このような問題点を鑑みて、テラスハウスはリアリティーショーだというだけで禁止されるべきなのでしょうか?そのような線引きをした場合、まずリアリティーショーをどう定義するか(「scriptがない」ということで定義するのなら、テラスハウスにも多少のscriptが実はあって該当しないことになるかもしれませんし、「開放空間で一般人を映している」と定義すれば、一般人参加型の番組は全て禁止ということになり過剰な表現の制約になり得ます)、という新たな問題に直面して、結局問題のすり替えに過ぎないということに気づかされます。

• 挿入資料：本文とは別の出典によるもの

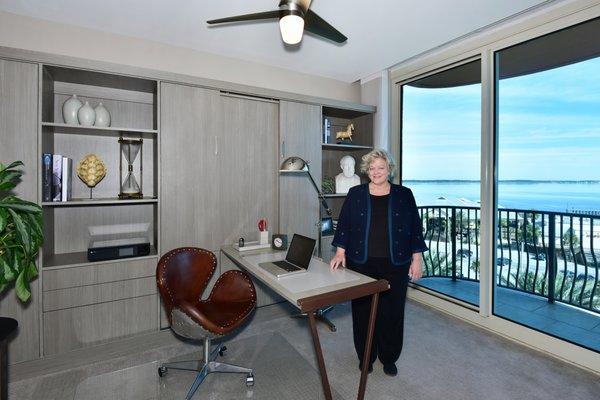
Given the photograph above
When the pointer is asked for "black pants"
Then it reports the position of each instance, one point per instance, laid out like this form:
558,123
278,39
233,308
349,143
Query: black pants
389,325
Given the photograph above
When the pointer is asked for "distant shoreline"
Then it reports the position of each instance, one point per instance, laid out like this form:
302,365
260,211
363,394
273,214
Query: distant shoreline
516,181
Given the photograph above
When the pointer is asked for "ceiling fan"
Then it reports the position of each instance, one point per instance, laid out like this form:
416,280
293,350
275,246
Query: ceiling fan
294,17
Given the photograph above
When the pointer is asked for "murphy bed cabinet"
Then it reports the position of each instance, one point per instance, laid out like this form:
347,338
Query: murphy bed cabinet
211,162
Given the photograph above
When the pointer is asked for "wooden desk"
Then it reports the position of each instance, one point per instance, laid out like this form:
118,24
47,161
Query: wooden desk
319,287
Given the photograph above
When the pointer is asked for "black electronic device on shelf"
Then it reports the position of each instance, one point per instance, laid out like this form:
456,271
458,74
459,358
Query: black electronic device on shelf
118,246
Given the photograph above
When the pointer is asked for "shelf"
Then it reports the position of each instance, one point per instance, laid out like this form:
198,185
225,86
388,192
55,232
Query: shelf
79,259
97,130
99,202
333,146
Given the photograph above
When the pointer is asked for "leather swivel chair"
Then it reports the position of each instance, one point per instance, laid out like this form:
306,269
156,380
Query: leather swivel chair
182,275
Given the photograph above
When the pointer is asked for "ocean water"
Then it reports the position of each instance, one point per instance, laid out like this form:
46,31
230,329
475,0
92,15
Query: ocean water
527,195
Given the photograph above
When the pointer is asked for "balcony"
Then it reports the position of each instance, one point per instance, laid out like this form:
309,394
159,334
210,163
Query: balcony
546,267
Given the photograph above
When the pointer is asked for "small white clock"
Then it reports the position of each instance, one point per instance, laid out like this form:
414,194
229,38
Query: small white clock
279,242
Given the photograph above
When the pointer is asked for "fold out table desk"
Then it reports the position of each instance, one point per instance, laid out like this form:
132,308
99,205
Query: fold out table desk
317,288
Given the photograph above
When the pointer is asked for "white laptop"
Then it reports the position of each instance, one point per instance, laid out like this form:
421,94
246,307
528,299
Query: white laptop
296,260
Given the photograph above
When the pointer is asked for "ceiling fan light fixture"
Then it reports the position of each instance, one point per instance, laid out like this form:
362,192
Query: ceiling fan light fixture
292,28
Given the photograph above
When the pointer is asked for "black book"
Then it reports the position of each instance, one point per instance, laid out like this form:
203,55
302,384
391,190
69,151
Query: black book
47,177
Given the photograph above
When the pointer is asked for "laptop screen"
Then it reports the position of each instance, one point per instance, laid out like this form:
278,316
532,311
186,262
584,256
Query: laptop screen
300,251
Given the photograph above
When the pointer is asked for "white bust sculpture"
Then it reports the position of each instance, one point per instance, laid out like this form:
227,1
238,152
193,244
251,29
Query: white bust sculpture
347,179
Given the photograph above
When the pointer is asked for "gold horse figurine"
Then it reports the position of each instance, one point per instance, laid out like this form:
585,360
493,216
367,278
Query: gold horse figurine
347,134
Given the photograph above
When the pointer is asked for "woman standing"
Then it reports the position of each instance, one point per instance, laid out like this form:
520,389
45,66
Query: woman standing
379,234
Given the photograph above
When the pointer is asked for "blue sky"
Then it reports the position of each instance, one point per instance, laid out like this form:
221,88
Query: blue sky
549,127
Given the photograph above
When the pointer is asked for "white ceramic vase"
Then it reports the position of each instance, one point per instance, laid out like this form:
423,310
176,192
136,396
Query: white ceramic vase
70,108
86,115
102,116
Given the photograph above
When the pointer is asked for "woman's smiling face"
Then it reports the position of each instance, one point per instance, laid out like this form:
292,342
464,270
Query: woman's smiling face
378,171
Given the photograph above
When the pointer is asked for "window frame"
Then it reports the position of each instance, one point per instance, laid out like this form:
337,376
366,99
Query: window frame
529,25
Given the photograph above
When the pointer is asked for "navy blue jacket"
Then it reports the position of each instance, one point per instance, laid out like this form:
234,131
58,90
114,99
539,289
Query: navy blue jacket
405,230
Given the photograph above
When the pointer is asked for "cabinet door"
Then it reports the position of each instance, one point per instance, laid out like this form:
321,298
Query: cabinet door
248,167
188,167
18,141
300,135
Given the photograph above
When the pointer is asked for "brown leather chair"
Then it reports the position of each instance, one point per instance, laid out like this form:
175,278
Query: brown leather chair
182,275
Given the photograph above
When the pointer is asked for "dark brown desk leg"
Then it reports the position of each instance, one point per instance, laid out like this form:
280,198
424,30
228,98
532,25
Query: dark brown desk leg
367,355
319,352
4,370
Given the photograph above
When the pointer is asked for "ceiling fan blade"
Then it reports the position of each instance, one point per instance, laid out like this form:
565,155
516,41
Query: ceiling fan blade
246,17
317,25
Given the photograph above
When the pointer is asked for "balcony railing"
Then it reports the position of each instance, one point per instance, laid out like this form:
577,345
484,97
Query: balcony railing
549,254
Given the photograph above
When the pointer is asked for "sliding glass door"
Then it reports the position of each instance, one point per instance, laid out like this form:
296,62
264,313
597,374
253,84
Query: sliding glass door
548,184
440,163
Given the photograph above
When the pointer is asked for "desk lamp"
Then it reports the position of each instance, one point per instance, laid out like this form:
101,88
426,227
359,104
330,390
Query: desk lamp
296,165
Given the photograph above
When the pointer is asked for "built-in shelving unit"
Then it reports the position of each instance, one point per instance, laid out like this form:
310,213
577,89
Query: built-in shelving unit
347,147
338,119
84,301
98,202
79,259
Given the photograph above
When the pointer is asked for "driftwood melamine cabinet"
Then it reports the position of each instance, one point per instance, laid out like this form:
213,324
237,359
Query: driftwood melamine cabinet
189,167
218,167
300,135
18,141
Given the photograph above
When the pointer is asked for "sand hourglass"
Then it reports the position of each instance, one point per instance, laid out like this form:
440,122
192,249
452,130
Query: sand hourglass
128,178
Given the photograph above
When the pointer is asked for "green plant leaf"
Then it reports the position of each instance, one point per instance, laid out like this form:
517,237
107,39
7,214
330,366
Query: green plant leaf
21,230
30,208
31,271
11,166
5,187
3,219
22,287
7,272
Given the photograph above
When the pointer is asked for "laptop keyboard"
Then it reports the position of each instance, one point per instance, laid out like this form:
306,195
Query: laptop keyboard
286,266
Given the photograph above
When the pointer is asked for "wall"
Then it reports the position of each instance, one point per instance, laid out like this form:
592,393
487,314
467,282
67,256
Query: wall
50,37
375,91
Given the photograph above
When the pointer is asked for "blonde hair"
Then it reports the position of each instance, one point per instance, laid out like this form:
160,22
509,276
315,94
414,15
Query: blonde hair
374,154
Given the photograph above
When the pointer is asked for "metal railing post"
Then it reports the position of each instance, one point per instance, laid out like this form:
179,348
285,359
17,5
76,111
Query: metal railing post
453,238
550,259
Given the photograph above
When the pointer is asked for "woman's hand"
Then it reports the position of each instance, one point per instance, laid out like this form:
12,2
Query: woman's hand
415,271
339,259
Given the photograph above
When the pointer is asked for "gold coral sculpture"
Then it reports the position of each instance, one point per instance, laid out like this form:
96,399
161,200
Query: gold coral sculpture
91,170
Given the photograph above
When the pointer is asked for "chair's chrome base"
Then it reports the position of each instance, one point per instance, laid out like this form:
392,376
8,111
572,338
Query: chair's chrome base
206,366
320,316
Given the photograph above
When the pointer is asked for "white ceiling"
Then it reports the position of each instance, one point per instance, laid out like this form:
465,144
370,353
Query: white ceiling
380,33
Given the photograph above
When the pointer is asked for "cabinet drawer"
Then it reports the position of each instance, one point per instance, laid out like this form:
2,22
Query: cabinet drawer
102,293
79,327
98,273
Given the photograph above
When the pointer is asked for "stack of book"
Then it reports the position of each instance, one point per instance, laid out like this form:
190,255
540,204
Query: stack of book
57,177
327,131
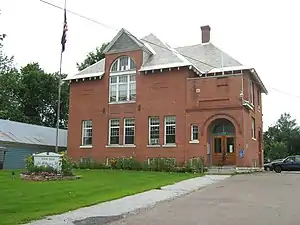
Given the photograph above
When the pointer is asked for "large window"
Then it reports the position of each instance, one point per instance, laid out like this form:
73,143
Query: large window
170,130
87,134
253,128
129,131
251,92
114,132
154,130
122,84
194,132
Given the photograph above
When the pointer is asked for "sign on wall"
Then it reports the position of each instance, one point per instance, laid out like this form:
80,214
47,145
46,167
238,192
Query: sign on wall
46,159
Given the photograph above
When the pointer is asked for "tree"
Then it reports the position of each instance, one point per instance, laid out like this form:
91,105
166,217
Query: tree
39,97
92,57
283,138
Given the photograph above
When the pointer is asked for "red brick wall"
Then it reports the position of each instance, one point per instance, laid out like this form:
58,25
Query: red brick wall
160,94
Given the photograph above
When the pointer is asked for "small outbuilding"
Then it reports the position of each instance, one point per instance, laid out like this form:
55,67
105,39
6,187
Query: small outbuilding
18,140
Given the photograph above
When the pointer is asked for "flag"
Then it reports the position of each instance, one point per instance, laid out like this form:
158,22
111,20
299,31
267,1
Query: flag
65,29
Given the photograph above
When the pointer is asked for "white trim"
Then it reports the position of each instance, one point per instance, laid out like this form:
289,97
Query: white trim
153,146
192,132
253,129
117,84
120,146
169,146
109,131
81,76
149,130
124,132
83,128
86,146
163,66
165,133
229,68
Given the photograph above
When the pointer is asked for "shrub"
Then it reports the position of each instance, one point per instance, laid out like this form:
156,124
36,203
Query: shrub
162,164
66,167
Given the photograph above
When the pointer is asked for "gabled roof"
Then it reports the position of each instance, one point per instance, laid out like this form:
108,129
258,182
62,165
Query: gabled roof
164,57
206,57
130,36
23,133
202,58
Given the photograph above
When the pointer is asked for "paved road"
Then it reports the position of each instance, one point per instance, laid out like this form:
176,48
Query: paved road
263,198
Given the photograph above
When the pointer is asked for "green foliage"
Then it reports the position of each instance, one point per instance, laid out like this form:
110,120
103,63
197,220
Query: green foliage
154,164
66,168
92,57
282,139
67,165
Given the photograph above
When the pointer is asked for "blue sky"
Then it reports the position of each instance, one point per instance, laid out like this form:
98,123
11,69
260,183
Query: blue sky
261,34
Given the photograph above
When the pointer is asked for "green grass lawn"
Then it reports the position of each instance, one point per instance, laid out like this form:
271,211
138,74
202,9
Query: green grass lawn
22,201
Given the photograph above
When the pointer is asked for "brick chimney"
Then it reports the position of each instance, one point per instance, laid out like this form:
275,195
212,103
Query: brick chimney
205,33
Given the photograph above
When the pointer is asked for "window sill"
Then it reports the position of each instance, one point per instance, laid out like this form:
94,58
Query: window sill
153,146
169,146
120,146
123,102
86,146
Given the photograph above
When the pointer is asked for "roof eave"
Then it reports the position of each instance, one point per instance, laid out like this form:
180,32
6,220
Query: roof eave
84,76
254,73
163,66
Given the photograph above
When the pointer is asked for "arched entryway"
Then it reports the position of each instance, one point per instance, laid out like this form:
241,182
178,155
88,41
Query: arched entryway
223,139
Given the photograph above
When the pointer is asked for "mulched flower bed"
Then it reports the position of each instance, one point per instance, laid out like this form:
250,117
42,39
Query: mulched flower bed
45,176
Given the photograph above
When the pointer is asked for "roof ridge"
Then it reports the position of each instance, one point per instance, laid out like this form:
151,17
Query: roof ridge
91,66
27,124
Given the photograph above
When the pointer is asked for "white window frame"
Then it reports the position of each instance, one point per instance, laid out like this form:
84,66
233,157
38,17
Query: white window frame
253,130
251,92
149,130
83,128
192,133
129,126
165,129
109,131
128,72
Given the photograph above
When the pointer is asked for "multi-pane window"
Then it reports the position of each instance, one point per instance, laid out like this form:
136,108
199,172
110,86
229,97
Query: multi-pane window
129,131
170,130
114,131
258,98
87,134
122,85
251,92
253,128
154,130
194,132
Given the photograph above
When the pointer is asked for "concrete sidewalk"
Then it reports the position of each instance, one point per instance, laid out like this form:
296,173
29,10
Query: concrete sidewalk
116,208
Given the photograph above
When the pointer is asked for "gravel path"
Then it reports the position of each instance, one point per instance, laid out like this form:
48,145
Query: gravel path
114,210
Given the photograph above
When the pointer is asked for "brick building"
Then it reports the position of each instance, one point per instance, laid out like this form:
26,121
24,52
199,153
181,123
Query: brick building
147,99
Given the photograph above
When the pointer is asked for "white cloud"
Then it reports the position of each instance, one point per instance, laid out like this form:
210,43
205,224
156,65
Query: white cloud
262,34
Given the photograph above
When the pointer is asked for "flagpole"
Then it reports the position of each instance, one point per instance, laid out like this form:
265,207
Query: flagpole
58,100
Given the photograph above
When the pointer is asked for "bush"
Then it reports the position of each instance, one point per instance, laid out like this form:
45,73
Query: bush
162,164
194,165
66,168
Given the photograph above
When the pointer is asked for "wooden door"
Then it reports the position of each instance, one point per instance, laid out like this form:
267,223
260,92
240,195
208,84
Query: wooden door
224,152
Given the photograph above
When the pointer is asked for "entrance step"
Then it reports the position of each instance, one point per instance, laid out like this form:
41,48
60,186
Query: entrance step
221,170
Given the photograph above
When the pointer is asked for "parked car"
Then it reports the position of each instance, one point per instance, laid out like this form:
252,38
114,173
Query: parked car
290,163
269,166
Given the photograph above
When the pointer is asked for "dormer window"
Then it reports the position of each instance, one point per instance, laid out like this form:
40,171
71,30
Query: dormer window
122,82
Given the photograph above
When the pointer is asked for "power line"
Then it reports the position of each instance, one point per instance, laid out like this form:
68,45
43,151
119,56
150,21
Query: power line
160,46
116,29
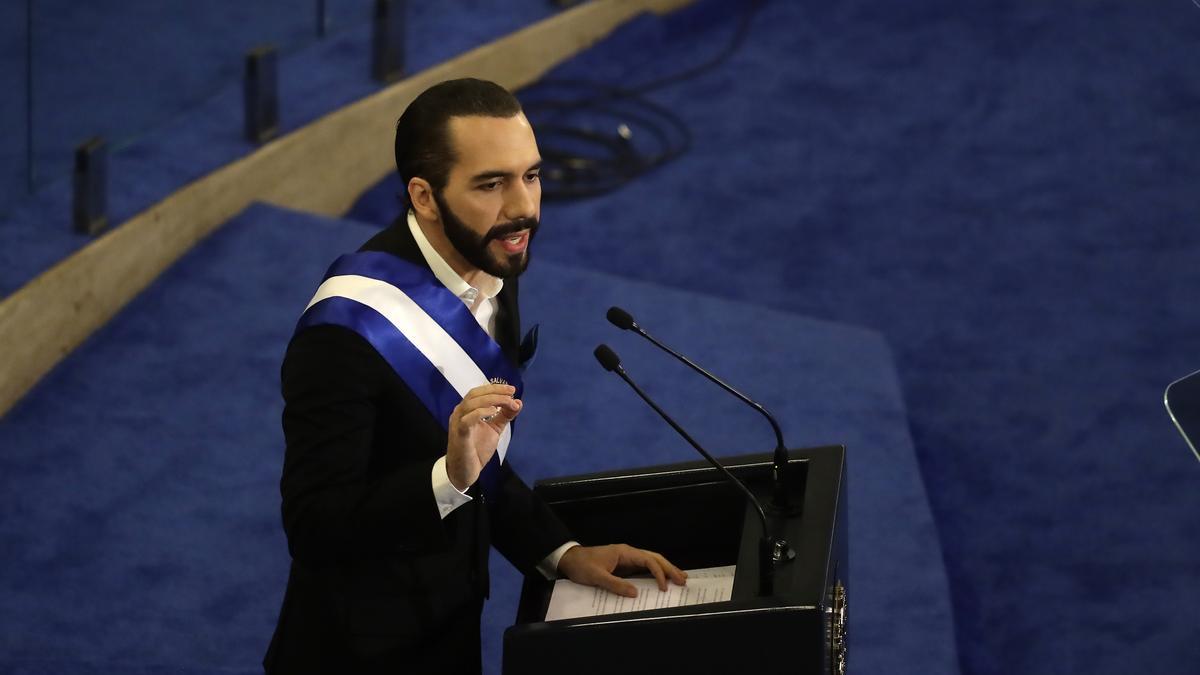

そもそもリアリティーショー自体が悪であって、その制作者やそれに興じる視聴者こそ罪悪感を感じるべきだ、という意見もあるかもしれません。ただその意見を突き詰めれば、セレブの私生活に関する全てのゴシップを禁止すべきだ、という極論に到達し兼ねません。勿論セレブの私生活に関する現在の報道姿勢を考慮すると、我々は過剰なゴシップを制約する方向に動くべきだろうと考えます。ただ、ゴシップ全てを禁止することは、果たして著名人にとっても視聴者にとっても現実的、あるいは理想的でしょうか?例えばある映画がリリースされて、主演俳優がインタビューを受ける時、インタビュアーはその俳優の生い立ちや家族構成が演技にどのような影響を与えたか、どの学校を出て、どの町の出身で、といったことは全く聞けなくなり、俳優自身も語ることが出来なくなります。私たちはそのような言論統制社会を生きようとしているのでしょうか?つまり、リアリティーショーという形式をただそれだけの理由で(per se)禁止することは、表現の自由に過剰な制約を課す恐れがあり、根本的には何の問題の解決にもならないと考えます。

表現の自由と許されない誹謗中傷の境界線

それでは花さんの死を通して私たちは何を学ぶべきか。花さんの死をネットでの誹謗中傷論に矮小化するな、という議論もありますが、やはりこの一件に関しての本質的な問題はここにあると思います。花さんの訃報に接して、著名人の方々の中には、「代わりに自分を誹謗中傷の的としてくれていいから」と自らを犠牲にしてでもアンチを抑え込もうとしている方々もいるようです。しかし、私たちが学ぶべきは、「誹謗中傷は相手を選べばOK」ということではなく、「誹謗中傷は誰に対しても行ってはいけない」ということです。インターネットの匿名性の影に隠れて、もしも雑誌などの伝統的な媒体で発信されていれば確実に処罰されるような内容を発信した人間が、何の処罰も受けていないという現状を変えなくてはいけません。そのために、現状では残念ながら、著名人の方々などの被害者が積極的に警察への通報や発信者開示請求を経た告訴(川崎希さんが行ったことで話題になりました、川崎さんの2020年3月3日のブログ記事参照)などを行っていかなければなりませんが、これではあまりにも表現者への負担が重過ぎます。著名人に限らずネット上の誹謗中傷の被害者がpro se(弁護士の助けを借りずに自力で)で告発をできる制度を整えるとともに、インターネットの利用者全員が誹謗中傷を断固として拒絶するというメディアリテラシーを早急に醸成していかなければなりません。

SNS時代の表現者と視聴者のあり方

知的財産権法の世界では、2010年代はSNSの時代、2020年代はAIの時代、と言われることがありますが、私たちは2020年に突入し、誰もが予期していなかった新型コロナウイルスによる公衆衛生危機と世界的恐慌に直面した今もなお、SNS時代の負の遺産に苦しめられています。SNSは表現者と視聴者の距離を格段に縮めましたが、同時に、媒体全体としての演出から切り取られて、表現者だけが矢面に立たされて批判の的になる、という残酷な状況を生み出しています。あらゆる表現者が、安心して与えられた表現の自由を謳歌することができる時代、そして、あらゆる視聴者が、表現者の表現を楽しみ、それについて(誹謗中傷のラインを超えずに)自由に意見を交換できる時代が一刻も早く来ることを、天国の花さんも願っているはずです。

この記事が気に入ったらサポートをしてみませんか?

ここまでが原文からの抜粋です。